Re: BUG_ON() in workingset_node_shadows_dec() triggers

From: Dave Chinner
Date: Wed Oct 05 2016 - 22:00:07 EST


On Tue, Oct 04, 2016 at 08:29:00PM -0700, Linus Torvalds wrote:
> On Tue, Oct 4, 2016 at 7:43 PM, Paul Gortmaker
> <paul.gortmaker@xxxxxxxxxxxxx> wrote:
> >
> > A couple years ago Ingo had an idea to kill BUG_ON abuse that I made
> > a 1st pass at. Back then it seemed nobody cared. Maybe that has since
> > changed?
> >
> > https://lkml.org/lkml/2014/4/30/359
>
> So we actually have the checkpatch warning already:
>
> # avoid BUG() or BUG_ON()
> if ($line =~ /\b(?:BUG|BUG_ON)\b/) {
> my $msg_type = \&WARN;
> $msg_type = \&CHK if ($file);
> &{$msg_type}("AVOID_BUG",
> "Avoid crashing the kernel - try
> using WARN_ON & recovery code rather than BUG() or BUG_ON()\n" .
> $herecurr);
> }
>
> but it doesn't trigger on VM_BUG_ON().
>
> And I'm not convinced about replacing things with BUG_ON_AND_HALT(),
> it simply doesn't fix the existing issue we have: people use BUG_ON(),
> and worse, _when_ they use BUG_ON(), they use it instead of error
> handling, so the code _around_ the BUG_ON() tends to then very much
> depend on what the BUG_ON() checks.
>
> This is actually one way that VM_BUG_ON() is better: it's very much by
> design something that can be compiled away, so at least hopefully
> nobody thinks of it as a security measure. So we could just say that
> we will treat VM_BUG_ON() as a WARN_ON_ONCE(), and just not kill the
> machine.

In XFS, we use ASSERT() (could be XFS_BUG_ON() for all
that the name matters) but we only define that to BUG_ON if
CONFIG_XFS_DEBUG=y.

For "production debug" kernels we have CONFIG_XFS_WARN=y, which
turns ASSERT() into WARN_ON(). We get the warnings, but none of the
crashiness that are desirable in a development context. This is what
distro debug kernels should be using, as it also ensures
we don't build in the real debug code that does things that would
affect prodution systems adversely, like randomly take different
allocator paths to ensure we get code coverage of all the allocator
algorithms...

i.e. production kernels ship with neither set, the debug kernel
ships with CONFIG_XFS_WARN=y, and we do all our development with
CONFIG_XFS_DEBUG=y.

I think this case falls into the "production debug" classification;
we want a warning, but we don't want the system to be taken down....
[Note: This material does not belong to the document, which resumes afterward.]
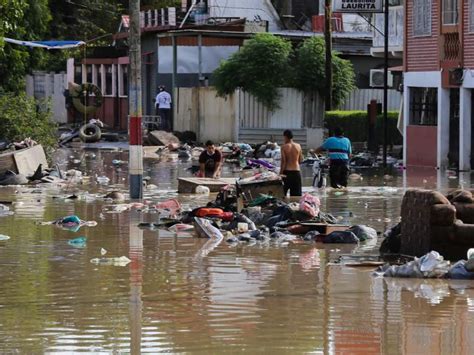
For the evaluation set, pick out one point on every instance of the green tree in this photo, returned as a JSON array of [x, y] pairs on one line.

> But apart from the checkpatch thing, it's actually a pretty big change.

Yeah, that's why we added CONFIG_XFS_WARN=y to do this - it was a 20
line change to add XFS_CONFIG_WARN instead of having to audit and
modify ~1800 call sites to do something differently. And because we
know that ASSERT() is not present in all kernels, it isn't ever used
as a replacement for error handling. Perhaps that's the simplest
solution here as well....

Just my 2c worth.

-Dave.
--
Dave Chinner
david@xxxxxxxxxxxxx